Sep. 9 Working with Data Frames
Let's see how to extract information from data frames, add more data, sort the data, and merge information from two or more sources.
Sep. 11 Random Sampling and Probability
We use Python to demonstrate random sampling and explore the corresponding probabilities of different outcomes.
Sep. 13 For Loops and Functions for Simulation
Python for loops and functions enable us to automate and simplify repetitive tasks, which is essential for Monte Carlo simulations.
Sep. 16 Monte Carlo Studies of Sampling Distributions
How much variation is there in a sample statistic when we draw a random sample from a population? We investigate using Monte Carlo simulations.
Sep. 18 Statistics, Parameters and Estimation
How shall we collect data to estimate key population parameters? How can we estimate those parameters and determine the margin of error?
Sep. 20 Statistics, Parameters and Random Variables
In order to understand uncertainty better, the concept of a random variable is extremely useful for understanding the variation in sample statistics.
Sep. 23 Case Study in Data Science
Albert Man guest lectures on a data science project he did as part of a job interview!
Sep. 25 Computing and Visualizing Interval Probabililites and Quantiles
We develop the basics for computing the interval probabilities and percentiles needed for many confidence intervals and tests.
Sep. 27 Margin of Error for Sample-Based Estimates
Let's study the variation in sums, means and proportions and use their proporties to determine margin of error for these estimates.
Sep. 30 Normal Approximation and Confidence Intervals
We explore how to us sample means, proportions and other statistics to compute confidence intervals for population parameters.
Oct. 2 Review
Let's review what we've done so far - bring questions to class!
Oct. 4 Exam 1
In class exam, 218 Ceramics Building. Bring non-programmable calculator.
Oct. 7 Confidence intervals for general means
We explore large sample confidence intervals for the mean of a population and solve the mystery of n-1!
Oct. 9 Confidence intervals and significance tests for differences
Building on the results for single samples we explore how to compare samples from different subpopulations such as treatment/control, A/B testing and other grouping variables
Oct. 11 Formulating and testing hypotheses
We study a general approach for testing hypotheses about parameters of interest in several representative examples.

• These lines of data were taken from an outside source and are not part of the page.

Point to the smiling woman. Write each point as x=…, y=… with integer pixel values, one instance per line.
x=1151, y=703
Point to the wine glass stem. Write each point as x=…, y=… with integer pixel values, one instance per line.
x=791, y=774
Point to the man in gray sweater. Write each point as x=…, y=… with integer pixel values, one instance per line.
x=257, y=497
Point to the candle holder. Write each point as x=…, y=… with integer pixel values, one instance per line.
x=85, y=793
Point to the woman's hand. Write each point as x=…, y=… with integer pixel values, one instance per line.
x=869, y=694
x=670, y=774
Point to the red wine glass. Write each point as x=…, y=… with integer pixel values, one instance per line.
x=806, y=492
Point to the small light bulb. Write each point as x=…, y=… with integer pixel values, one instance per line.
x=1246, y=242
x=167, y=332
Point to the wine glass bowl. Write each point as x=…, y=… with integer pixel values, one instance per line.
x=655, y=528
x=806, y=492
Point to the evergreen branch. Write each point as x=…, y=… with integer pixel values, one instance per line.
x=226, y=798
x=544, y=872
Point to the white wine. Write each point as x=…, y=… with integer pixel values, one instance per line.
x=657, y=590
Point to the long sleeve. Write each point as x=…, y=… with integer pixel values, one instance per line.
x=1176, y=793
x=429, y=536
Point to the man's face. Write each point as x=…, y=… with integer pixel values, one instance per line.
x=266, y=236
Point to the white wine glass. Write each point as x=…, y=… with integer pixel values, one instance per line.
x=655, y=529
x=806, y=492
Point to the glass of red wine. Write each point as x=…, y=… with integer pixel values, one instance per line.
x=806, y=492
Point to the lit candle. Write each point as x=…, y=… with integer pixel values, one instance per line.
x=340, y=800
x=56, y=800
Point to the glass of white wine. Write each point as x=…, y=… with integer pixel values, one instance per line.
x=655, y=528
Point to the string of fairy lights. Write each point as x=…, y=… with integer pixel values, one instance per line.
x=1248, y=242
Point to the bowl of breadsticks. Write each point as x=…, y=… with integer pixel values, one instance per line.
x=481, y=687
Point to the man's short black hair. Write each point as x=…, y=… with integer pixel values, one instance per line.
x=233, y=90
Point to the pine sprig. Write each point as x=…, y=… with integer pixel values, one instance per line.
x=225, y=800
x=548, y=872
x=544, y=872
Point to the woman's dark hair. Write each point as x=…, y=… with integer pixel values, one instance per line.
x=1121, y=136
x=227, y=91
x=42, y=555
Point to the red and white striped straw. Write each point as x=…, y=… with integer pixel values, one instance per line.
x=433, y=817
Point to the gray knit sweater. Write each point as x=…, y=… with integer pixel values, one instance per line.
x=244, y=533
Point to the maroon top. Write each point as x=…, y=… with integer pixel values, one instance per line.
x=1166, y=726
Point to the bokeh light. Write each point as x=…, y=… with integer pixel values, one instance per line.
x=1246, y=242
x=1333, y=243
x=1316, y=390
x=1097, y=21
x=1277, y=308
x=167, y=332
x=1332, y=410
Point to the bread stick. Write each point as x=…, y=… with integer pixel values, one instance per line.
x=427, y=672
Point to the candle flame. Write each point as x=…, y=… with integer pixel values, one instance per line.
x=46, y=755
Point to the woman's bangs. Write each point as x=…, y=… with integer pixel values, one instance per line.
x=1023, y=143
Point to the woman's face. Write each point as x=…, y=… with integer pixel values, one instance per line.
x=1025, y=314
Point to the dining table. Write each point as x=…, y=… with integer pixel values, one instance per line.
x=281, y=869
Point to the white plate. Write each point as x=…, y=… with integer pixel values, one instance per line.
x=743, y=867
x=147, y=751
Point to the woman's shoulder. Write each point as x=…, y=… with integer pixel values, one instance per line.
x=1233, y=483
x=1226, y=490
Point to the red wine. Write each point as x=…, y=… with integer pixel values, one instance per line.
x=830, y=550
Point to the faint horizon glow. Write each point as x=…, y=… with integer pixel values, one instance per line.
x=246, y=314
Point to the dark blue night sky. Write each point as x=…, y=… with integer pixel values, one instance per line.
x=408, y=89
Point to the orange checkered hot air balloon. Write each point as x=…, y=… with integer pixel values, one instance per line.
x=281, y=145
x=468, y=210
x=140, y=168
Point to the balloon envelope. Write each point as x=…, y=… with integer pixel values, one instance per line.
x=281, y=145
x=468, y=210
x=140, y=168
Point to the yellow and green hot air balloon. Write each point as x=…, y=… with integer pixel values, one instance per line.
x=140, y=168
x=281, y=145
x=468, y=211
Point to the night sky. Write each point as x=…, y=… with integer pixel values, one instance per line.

Oct. 14 z-tests, t-tests and degrees of freedom
We compare z-tests, which rely on the central limit theorem for large sample validity, and t-tests, which provide a small sample adjustment
Oct. 16 Introduction to Regression Modeling using StatsModels
Python examples with results and interpretation
Oct. 18 Regression modeling and inference
Coefficient standard errors, confidence intervals and prediction intervals
Oct. 21 Regression model assessment and prediction
We'll see how to access and use information about the model parameters, model fit and residuals
Oct. 23 Structured regression and categorical predictor variables
Analysis of variance and F tests for building models
Oct. 25 Comparing nested regression models
Examples of ANOVA F tests in model building
Oct. 28 ANOVA, F tests and Model Selection
More examples with results and interpretation
Oct. 30 Modeling probabilities using logit models
Odds ratios, 2 x 2 tables, and logistic regression
Nov. 1 Logistic regression modeling
Building and interpreting logit models with multiple explanatory variables
Nov. 4 Classification via Logistic Regression
Sensitivity, Specificity, ROC curves
Nov. 6 Review
Work on practice problems in class
Nov. 8 Review
Work on practice problems in class
Nov. 11 Exam 2
In class exam, 218 Ceramics Building. Bring non-programmable calculator.
Nov. 13 Train/Test ROC Analysis
We split the data into training and testing data to reduce bias in ROC evaluation of a classfier.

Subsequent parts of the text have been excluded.